No, sometimes you just need to tell an employee something, and then have them verify they understand the information. In my opinion that does not qualify as work.
Because everything important happens during every employees working hours, and it is inconceivable that a plan could change for any reason while you aren't clocked in.
If you want work to get done you have to be coordinated. Just text back, its not that fucking hard.
I would agree that your boss shouldn't expect you to answer at all hours of the day or even remotely quickly, but if you literally never answer anything then I have very little sympathy for you when you get fired.

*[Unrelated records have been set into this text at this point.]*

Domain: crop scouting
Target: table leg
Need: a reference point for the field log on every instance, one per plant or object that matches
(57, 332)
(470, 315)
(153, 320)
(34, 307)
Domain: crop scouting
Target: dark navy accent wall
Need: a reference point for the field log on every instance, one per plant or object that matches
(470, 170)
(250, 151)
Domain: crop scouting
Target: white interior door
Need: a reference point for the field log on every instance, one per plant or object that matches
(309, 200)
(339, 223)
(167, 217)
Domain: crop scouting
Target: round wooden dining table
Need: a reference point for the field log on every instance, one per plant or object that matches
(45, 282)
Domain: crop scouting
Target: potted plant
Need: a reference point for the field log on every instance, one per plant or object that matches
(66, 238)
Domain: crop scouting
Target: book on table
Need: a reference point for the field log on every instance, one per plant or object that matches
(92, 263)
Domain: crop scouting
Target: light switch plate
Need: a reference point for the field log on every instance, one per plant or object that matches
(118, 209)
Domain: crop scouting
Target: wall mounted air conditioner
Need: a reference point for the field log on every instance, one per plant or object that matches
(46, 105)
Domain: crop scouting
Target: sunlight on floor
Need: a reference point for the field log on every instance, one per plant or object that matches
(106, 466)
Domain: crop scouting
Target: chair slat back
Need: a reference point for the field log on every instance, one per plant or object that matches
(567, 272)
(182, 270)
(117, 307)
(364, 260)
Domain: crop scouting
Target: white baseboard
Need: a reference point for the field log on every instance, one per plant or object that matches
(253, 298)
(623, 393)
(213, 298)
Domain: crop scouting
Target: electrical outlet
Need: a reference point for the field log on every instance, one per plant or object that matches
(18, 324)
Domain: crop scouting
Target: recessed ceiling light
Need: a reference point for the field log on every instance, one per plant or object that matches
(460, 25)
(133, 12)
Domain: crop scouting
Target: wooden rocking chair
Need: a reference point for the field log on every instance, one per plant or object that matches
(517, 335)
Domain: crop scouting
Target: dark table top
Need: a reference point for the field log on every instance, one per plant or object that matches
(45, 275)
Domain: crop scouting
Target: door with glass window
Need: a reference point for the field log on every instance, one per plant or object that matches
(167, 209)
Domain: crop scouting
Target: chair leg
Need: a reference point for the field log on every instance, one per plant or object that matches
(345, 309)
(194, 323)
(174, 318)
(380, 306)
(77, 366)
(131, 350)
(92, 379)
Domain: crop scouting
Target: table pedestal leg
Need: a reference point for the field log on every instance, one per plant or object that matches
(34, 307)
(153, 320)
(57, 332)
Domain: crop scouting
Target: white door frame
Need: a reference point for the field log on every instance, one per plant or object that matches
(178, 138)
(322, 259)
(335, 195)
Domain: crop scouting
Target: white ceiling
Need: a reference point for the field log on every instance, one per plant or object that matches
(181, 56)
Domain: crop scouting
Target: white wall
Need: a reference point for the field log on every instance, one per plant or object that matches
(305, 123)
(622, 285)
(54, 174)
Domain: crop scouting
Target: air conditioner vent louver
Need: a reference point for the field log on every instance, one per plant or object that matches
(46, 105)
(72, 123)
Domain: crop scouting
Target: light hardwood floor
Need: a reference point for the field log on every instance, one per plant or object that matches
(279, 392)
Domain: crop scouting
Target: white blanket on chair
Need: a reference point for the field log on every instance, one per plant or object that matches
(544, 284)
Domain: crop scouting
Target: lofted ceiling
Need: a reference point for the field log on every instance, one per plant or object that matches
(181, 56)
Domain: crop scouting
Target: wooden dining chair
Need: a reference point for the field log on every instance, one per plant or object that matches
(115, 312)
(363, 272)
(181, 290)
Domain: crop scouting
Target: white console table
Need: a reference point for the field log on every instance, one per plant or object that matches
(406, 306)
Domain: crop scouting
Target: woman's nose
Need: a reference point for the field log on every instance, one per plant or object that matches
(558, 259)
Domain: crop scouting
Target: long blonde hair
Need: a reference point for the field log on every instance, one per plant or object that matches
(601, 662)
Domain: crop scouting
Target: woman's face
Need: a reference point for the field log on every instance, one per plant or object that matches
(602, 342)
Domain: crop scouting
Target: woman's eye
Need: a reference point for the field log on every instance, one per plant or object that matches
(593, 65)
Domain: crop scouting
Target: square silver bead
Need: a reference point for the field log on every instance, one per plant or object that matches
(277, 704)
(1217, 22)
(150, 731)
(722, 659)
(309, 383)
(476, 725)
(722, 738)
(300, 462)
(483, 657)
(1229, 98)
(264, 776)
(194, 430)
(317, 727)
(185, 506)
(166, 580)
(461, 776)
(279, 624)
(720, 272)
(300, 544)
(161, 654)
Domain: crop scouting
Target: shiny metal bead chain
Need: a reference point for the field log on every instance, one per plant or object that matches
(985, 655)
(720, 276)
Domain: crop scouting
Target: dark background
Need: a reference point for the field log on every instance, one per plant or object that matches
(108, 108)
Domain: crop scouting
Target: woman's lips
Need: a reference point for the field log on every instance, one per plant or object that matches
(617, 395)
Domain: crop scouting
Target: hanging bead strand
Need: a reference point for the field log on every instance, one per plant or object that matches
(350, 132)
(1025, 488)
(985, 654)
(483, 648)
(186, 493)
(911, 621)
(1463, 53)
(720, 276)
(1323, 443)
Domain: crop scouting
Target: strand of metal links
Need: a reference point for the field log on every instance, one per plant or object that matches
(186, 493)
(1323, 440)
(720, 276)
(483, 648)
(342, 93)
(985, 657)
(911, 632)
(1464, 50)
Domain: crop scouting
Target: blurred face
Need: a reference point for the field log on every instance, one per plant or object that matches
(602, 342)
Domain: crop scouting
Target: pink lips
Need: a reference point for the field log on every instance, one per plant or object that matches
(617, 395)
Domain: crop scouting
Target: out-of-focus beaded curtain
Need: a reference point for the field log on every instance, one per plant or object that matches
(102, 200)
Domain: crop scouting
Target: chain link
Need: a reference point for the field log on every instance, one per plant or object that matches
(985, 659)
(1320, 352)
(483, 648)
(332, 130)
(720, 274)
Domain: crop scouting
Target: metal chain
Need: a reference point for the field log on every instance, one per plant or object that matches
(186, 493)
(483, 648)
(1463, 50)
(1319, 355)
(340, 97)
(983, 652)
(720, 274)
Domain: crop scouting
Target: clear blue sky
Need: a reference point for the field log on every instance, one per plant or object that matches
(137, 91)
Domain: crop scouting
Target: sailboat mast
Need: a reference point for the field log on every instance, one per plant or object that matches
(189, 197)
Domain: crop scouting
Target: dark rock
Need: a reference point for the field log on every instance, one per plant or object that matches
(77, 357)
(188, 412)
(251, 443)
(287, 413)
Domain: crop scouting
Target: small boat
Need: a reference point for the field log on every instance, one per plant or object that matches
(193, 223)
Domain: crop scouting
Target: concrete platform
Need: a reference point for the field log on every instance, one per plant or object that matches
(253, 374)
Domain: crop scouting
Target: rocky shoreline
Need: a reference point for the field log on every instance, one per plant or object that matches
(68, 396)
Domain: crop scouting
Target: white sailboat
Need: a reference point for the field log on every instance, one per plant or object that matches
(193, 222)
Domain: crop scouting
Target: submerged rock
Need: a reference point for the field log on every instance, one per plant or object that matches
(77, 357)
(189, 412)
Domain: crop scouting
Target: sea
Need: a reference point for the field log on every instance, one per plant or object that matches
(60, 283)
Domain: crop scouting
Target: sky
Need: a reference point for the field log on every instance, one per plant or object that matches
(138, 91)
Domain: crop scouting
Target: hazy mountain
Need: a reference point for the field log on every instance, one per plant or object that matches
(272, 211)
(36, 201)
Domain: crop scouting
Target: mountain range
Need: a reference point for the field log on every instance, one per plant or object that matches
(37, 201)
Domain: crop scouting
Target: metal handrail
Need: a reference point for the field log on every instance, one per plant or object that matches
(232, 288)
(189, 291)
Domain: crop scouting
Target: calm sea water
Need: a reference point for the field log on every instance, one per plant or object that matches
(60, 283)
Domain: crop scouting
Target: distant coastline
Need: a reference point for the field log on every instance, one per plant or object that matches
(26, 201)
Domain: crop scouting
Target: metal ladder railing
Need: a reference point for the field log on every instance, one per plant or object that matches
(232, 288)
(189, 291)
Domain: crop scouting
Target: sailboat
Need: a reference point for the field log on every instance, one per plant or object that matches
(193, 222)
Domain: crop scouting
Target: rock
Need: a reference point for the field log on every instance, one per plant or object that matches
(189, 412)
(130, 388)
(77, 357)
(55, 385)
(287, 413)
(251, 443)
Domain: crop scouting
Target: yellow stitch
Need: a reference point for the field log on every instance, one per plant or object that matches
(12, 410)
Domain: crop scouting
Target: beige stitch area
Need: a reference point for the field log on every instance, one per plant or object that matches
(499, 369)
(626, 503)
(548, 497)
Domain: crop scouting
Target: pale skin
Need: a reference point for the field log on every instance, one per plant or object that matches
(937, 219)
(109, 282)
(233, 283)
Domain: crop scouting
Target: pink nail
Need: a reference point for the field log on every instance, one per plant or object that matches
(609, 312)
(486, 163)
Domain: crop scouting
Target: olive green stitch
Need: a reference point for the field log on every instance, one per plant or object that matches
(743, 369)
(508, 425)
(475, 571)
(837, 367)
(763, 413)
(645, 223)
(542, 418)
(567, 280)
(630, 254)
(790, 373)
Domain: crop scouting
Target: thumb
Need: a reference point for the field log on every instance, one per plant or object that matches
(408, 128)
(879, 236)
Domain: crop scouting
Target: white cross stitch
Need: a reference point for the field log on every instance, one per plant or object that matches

If my response to you can't wait for my next normal working hour, then that means I will have to carry my work communication device with me when I leave work and I will not be able to travel anywhere that puts me away from whatever communication type that you require for longer than the duration that you are willing to wait. This type of restriction has a term for it, it is referred to as being "on-call". Employees deserve to be compensated for being on-call. If your business requires your employees to be on-call, but you don't compensate them, then I have very little sympathy for you when you get sued or fined.
I think there is a difference between being on call and being expected to text your boss sometimes. You could literally just check your phone once a day at the same time and it would be fine. Maybe they should throw you a dime for that few seconds of grueling labor, but I don't really give a shit.
There shouldn't be anything that requires the employee not be informed the next working day. If it's such an emergency you can't wait then you should call your doctor not your employee.